Debugging tools are the instrument panel of the programming environment. But good tools need the foundation of a programming language designed to be debuggable. The language should be dynamic (everything easily changeable at any time) and introspective (extensive access to its own internal workings). One reason debugging hasn't progressed further in recent years is that programmers have been stuck in undebuggable languages like C and C++ in the name of efficiency.
Moore's Law states that computer performance doubles once every 18 months. Fry's Law states that programming-environment performance doubles once every 18 years, if that. We're not talking about simply the speed of running an application but, more important, the speed of developing reliable software functionality, regardless of how fast it runs.

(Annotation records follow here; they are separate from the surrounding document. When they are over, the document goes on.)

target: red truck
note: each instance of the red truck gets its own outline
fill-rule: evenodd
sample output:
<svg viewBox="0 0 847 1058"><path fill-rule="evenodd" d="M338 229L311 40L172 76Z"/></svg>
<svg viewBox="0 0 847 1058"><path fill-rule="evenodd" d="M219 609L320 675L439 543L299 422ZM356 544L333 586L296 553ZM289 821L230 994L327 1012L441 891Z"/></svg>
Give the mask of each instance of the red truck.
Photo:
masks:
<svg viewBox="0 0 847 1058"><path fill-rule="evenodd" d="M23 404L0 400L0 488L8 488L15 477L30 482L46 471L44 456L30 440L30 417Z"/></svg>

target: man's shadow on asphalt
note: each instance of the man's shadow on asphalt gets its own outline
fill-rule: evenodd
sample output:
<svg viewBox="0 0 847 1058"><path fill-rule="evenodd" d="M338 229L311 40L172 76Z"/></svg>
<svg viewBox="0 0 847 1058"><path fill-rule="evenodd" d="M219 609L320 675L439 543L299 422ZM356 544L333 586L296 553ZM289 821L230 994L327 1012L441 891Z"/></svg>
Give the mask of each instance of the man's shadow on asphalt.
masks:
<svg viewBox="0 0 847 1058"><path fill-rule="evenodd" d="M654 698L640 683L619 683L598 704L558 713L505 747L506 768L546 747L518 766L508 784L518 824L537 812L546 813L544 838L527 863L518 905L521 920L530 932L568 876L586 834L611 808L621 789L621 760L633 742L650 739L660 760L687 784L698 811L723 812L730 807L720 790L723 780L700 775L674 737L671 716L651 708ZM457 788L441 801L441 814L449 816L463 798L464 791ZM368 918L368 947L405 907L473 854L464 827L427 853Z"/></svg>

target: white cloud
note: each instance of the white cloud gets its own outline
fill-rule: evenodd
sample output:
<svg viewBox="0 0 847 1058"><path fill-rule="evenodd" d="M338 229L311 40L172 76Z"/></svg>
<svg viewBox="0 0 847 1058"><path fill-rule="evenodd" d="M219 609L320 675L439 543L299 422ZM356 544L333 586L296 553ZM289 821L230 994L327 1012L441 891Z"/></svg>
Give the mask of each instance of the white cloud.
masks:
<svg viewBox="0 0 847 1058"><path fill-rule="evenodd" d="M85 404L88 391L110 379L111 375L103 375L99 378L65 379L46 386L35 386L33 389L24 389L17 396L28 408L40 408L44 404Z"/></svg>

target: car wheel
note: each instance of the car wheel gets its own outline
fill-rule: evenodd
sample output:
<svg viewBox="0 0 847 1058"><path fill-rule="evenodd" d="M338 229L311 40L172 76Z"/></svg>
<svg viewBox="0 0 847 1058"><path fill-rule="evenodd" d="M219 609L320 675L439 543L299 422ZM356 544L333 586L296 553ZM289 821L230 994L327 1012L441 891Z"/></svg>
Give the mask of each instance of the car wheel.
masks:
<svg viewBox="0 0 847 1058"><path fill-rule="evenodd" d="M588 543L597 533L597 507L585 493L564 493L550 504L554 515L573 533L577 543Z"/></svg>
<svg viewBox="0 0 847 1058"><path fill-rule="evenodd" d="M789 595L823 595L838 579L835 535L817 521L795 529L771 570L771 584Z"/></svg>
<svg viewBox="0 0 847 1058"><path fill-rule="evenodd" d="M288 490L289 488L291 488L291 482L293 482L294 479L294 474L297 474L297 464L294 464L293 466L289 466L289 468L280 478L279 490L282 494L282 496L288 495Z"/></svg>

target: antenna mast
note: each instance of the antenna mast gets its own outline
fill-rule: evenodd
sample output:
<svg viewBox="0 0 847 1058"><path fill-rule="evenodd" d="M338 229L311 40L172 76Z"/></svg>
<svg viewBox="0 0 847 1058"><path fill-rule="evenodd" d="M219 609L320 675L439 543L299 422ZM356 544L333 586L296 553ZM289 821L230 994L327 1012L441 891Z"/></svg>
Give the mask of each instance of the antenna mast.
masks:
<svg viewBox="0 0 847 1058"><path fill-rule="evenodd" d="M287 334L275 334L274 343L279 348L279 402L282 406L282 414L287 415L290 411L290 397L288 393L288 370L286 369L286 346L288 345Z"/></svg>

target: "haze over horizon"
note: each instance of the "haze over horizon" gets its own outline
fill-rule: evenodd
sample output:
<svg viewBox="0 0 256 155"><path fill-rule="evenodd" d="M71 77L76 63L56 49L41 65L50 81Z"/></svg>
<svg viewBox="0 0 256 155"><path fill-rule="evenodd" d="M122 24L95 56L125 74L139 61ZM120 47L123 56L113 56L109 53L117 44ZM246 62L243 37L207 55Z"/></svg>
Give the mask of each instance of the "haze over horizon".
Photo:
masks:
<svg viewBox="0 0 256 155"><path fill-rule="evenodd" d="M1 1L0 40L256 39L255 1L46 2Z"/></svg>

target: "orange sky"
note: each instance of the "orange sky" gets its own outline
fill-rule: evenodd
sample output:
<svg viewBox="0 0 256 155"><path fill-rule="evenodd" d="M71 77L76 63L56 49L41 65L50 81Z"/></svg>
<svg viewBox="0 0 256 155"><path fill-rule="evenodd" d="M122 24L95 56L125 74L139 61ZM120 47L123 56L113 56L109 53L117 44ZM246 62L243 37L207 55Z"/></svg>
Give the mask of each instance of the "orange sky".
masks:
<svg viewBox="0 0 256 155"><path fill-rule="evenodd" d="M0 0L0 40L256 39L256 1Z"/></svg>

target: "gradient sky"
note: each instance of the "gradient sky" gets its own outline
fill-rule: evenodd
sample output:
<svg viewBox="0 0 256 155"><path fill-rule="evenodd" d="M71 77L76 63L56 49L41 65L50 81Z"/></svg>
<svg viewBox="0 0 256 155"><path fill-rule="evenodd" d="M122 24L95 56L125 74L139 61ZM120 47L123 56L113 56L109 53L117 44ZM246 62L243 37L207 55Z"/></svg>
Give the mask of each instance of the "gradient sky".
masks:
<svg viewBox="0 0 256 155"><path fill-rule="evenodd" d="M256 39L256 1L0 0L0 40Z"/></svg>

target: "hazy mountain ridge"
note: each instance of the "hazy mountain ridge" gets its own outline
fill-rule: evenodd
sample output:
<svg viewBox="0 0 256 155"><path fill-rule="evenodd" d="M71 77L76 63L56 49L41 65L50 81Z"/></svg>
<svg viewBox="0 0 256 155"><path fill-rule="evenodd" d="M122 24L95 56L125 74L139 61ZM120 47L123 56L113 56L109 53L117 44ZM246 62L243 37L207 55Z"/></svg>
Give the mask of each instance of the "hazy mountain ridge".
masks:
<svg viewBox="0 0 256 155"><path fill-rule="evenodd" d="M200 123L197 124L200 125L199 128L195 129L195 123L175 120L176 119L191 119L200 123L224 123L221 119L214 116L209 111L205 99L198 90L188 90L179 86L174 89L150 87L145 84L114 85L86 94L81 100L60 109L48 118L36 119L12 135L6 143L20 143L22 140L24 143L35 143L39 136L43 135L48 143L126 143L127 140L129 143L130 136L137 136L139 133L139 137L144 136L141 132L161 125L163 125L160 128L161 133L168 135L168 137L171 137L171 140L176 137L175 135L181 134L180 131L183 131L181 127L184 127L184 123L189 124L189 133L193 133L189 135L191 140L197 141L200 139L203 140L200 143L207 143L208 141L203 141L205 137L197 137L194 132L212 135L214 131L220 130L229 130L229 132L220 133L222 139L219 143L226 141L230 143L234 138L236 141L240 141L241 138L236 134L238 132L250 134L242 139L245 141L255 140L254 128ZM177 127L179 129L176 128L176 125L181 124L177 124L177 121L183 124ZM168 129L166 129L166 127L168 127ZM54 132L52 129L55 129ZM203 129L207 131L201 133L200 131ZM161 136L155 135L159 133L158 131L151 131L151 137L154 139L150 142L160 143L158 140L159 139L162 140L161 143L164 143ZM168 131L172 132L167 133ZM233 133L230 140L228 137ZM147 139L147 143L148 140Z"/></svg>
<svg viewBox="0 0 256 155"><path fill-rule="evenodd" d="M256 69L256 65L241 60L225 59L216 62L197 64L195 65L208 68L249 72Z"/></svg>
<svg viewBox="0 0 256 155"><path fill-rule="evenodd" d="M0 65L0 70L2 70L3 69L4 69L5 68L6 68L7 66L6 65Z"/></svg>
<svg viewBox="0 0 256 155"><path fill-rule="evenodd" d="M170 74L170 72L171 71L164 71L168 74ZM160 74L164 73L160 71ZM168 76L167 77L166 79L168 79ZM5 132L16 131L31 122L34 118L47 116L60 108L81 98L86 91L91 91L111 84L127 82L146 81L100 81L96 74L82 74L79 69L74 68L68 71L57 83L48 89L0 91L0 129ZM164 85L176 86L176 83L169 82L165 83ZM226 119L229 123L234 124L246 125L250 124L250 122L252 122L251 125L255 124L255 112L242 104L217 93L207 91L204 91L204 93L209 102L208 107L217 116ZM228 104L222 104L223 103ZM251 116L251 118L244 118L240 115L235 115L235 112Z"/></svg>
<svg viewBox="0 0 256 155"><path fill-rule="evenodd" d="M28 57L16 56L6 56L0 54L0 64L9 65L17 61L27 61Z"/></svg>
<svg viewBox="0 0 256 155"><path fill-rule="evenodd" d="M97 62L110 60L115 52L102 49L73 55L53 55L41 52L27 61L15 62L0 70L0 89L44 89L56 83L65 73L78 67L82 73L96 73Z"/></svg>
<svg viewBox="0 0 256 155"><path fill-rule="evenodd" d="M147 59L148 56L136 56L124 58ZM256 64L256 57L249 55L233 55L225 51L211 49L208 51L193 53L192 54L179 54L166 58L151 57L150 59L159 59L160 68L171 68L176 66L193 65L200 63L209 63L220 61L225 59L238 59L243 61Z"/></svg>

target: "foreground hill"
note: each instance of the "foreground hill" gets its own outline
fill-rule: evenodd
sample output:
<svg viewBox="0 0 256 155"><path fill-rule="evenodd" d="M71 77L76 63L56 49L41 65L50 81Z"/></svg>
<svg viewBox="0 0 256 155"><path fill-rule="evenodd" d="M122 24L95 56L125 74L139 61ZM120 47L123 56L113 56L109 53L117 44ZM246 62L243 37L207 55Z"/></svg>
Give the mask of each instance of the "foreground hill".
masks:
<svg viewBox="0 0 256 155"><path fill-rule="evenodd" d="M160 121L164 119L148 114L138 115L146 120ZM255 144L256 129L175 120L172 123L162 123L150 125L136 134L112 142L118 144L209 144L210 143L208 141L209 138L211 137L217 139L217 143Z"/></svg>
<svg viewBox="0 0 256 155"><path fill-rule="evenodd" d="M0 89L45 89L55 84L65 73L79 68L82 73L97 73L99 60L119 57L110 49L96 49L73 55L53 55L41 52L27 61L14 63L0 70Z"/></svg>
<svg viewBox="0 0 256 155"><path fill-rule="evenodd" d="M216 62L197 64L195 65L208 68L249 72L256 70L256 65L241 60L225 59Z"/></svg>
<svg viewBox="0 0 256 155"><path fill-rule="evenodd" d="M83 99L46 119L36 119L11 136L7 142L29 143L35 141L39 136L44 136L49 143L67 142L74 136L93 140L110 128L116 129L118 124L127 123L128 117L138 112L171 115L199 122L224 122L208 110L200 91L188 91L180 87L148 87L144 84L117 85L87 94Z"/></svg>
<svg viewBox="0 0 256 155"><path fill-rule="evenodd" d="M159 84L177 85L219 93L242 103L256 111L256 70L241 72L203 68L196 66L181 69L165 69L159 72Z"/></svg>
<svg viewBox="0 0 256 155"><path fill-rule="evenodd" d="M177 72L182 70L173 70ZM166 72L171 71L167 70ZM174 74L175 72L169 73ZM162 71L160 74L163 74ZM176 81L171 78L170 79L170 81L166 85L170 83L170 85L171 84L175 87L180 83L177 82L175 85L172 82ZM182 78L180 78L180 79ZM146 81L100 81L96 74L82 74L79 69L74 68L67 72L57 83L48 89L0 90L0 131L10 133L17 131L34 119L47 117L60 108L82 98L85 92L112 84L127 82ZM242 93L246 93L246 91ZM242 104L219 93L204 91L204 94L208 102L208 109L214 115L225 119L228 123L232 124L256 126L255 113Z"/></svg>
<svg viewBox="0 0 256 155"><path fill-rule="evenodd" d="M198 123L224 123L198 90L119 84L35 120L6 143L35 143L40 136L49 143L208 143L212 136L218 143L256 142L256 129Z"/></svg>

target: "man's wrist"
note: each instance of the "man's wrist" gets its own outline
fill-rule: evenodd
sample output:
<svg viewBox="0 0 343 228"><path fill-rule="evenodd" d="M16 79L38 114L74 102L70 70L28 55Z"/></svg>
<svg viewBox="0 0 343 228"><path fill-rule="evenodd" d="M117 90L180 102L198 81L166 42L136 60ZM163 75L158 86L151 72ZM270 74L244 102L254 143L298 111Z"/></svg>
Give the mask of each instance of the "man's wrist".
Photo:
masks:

It's not our place here to detail the many ways debugging tools can be improved; see [1] and [3] for a myriad of exciting new developments and directions. An important component of debugging tools is software visualization, using the considerable graphic capabilities of modern computers and our prodigious power of perception to quickly perceive spatially and dynamically what is going on in software. Other kinds of tools support the detective work of localizing bugs, diagnosing and analyzing problems, and instrumenting pieces of the software environment to monitor their behavior.
Ultimately, software will be something we can use, not just for doing tasks, but for figuring out what it is we really want to do. After all, almost any improvement in a piece of software could be viewed as debugging it. So the process of debugging is really a process of improvement, and software is really a medium for debugging ourselves. Therein lies hope.
1. Lieberman, H., Guest Ed. The debugging scandal special section. Commun. ACM 40, 3 (Mar. 1997).
2. Lieberman, H. Ed. Your Wish is My Command, Morgan Kaufmann, San Francisco, 2001.
3. Stasko, J., Domingue, J., Brown, M., and Price, B., Eds. Software Visualization, MIT Press, Cambridge, MA, 1998.